Philippe Garrel: My approach may seem academic because after all, I’ve copied Jean-Luc Godard’s Contempt. But it’s no different from a very widespread approach in painting. We copy the Masters and in my view, Jean-Luc Godard is a Master. It’s his films I love and they’re also the ones I want to make. This approach draws me closer to Leos Carax for example, who also considers Godard as a master whom he regularly copies. But copying is perhaps not the right word. I pick out the core which constitutes the film’s unconscious, but all around it, the exterior changes and it becomes my film.
What is the meaning of the nude image of Monica Bellucci right at the start of the film?

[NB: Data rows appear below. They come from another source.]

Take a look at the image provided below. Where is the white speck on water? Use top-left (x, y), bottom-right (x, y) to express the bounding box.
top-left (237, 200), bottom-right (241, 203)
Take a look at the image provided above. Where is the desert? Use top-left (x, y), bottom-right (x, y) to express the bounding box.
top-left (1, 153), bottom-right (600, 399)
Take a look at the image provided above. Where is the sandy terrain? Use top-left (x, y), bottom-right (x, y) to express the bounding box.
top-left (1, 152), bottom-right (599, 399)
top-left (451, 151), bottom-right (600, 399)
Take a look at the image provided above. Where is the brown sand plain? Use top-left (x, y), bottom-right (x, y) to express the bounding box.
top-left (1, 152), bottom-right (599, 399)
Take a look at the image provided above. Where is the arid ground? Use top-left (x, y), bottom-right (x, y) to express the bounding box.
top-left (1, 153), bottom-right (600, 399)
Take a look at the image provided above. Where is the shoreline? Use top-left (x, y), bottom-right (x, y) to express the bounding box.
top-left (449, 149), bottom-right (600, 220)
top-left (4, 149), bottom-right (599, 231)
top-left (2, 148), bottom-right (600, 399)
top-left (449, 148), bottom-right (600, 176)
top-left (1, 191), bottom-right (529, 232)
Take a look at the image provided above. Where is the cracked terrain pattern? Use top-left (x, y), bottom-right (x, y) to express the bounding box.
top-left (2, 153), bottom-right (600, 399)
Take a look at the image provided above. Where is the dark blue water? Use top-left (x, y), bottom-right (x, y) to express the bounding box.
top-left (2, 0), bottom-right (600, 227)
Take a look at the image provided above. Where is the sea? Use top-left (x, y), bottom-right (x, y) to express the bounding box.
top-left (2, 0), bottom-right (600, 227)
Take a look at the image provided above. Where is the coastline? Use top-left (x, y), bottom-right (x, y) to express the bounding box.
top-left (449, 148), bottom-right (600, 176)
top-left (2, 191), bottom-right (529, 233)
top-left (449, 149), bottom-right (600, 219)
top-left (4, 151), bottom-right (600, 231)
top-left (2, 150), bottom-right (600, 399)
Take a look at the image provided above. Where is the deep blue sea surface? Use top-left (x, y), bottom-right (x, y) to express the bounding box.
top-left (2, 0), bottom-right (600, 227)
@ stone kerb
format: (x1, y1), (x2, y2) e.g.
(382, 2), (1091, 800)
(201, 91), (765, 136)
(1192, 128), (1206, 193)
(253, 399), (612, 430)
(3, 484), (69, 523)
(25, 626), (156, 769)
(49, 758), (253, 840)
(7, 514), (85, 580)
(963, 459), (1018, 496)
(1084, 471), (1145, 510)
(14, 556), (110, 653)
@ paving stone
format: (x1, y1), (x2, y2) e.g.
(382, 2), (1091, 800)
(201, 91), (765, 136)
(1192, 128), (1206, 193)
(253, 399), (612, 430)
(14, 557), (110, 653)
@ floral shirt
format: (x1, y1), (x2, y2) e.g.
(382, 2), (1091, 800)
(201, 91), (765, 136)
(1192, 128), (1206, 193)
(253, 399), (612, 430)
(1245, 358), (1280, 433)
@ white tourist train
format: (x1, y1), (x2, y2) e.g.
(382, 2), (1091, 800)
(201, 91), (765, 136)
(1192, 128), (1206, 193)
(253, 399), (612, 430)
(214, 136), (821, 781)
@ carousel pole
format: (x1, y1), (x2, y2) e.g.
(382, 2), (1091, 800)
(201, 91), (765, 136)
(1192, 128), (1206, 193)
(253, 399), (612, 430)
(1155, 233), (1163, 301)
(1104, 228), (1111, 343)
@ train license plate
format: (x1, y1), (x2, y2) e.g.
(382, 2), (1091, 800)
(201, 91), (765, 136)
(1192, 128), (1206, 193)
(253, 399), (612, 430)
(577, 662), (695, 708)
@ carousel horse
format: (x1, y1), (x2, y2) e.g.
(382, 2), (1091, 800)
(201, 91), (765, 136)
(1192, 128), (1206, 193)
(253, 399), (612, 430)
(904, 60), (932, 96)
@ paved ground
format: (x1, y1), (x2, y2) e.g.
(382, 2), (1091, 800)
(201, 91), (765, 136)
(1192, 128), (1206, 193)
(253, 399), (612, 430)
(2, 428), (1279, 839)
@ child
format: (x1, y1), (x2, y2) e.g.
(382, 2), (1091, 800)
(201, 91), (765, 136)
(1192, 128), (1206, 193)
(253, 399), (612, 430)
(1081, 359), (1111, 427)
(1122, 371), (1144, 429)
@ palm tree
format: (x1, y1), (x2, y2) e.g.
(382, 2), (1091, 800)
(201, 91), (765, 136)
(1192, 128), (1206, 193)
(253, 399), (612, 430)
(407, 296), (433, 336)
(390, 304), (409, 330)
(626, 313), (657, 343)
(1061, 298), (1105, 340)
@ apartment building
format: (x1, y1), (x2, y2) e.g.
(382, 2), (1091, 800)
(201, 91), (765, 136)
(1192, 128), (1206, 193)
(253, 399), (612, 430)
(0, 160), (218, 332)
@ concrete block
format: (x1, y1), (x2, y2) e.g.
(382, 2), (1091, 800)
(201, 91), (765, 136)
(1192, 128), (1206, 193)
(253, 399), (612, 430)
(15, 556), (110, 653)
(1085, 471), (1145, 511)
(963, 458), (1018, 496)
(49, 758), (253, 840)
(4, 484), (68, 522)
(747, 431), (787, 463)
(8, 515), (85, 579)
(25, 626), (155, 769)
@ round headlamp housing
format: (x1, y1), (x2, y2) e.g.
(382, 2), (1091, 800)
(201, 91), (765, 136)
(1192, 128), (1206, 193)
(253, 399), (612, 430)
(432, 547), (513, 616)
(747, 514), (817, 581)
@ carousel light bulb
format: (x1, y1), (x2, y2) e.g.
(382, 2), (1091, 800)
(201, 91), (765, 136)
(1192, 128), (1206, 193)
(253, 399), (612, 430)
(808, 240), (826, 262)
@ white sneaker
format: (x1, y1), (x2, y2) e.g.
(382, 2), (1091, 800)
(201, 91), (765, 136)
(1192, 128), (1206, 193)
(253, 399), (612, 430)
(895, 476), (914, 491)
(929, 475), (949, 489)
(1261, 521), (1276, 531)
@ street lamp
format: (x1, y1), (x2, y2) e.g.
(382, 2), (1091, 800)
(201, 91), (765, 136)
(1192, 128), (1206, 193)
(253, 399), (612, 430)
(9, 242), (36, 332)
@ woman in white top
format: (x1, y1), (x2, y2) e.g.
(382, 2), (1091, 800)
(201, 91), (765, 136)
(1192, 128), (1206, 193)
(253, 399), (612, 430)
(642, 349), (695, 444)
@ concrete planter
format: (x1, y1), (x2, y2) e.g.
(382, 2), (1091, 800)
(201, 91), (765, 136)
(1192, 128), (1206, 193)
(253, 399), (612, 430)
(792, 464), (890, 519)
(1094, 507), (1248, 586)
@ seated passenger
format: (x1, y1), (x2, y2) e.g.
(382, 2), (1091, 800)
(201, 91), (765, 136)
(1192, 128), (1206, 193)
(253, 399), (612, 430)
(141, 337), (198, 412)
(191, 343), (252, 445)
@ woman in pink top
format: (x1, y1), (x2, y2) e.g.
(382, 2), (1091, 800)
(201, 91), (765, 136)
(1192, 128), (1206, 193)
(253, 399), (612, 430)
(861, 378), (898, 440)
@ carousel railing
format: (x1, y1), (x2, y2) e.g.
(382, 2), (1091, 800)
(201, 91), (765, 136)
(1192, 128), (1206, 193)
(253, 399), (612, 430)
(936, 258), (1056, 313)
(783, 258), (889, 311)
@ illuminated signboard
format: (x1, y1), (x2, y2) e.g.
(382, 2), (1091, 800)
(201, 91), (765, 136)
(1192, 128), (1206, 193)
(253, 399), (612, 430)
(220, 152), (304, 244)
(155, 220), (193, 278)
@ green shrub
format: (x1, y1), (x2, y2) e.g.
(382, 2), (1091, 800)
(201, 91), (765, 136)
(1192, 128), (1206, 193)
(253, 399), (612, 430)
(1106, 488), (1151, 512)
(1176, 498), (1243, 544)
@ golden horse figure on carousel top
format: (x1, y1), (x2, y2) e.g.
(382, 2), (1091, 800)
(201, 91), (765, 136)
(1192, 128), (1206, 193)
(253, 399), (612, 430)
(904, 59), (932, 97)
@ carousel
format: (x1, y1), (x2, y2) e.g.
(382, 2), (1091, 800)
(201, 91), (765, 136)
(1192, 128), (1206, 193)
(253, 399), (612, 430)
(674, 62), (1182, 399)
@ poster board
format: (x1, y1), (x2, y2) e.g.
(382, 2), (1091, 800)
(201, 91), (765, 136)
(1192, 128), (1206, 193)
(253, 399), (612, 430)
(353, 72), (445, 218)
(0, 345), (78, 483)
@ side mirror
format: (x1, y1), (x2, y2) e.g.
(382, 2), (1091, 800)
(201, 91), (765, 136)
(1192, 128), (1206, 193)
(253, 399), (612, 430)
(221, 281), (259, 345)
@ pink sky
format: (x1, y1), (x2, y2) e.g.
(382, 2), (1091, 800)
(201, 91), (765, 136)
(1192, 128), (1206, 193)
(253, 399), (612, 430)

This image belongs to the unconscious of a painter who is about to die. He has a vision of his wife. I try to make films which show women’s souls and to capture the soul of a model, you have to be able to paint her body. This is one of those things for which I’m criticised, whether I do them or not ,incidentally. I take consolation in the thought that Courbet was also heavily criticised for The Origin of the World and that today, the painting no longer offends anyone. When I was 14 years old, I did some charcoal drawing at the Academy and we used to paint this type of painting whilst respecting the precepts of Leonardo da Vinci’s treatise on painting. I’ve respected these rules here by filming Monica from a distance corresponding to twice the size of the model. This is part of the film’s academicism.
That Summer is once again highly personal...
I’ve dedicated the film to Frédéric Pardo, my painter friend who has the same first name as the character played by Louis in the film. The rest is fiction, but I worked with this friend for 35 years and up until his death. He painted my actors and there were constant echoes between our respective work. I wanted to immortalise a part of him in the film but without lapsing into fetishism. The paintings in the film, for example, are not by him. My father also makes his last appearance at the end of the film in a dialogue he wrote himself.
The film was partly booed at the press screening. What is your response to those critics who didn’t like the film?
The critics are entitled to think that I’m not up to standard, but they’re perhaps the same people who would have booed Pierrot Le Fou at the time, and still would today even. I make films that belong to the dialectics of cinema. I film women with a soul. There are whole parts of the script which are written by women to be acted by women and I think that among themselves, they understand each other. That doesn’t necessarily mean that the men understand too. I’m not saying you have to understand everything, but if the incomprehension is about what emerges from that feminine soul, that may give rise to half the movie theatre booing. I don’t have any problem with that. Non-conformism isn’t an attitude of mine, but my films arise out of it. Inevitably, there will be reactions.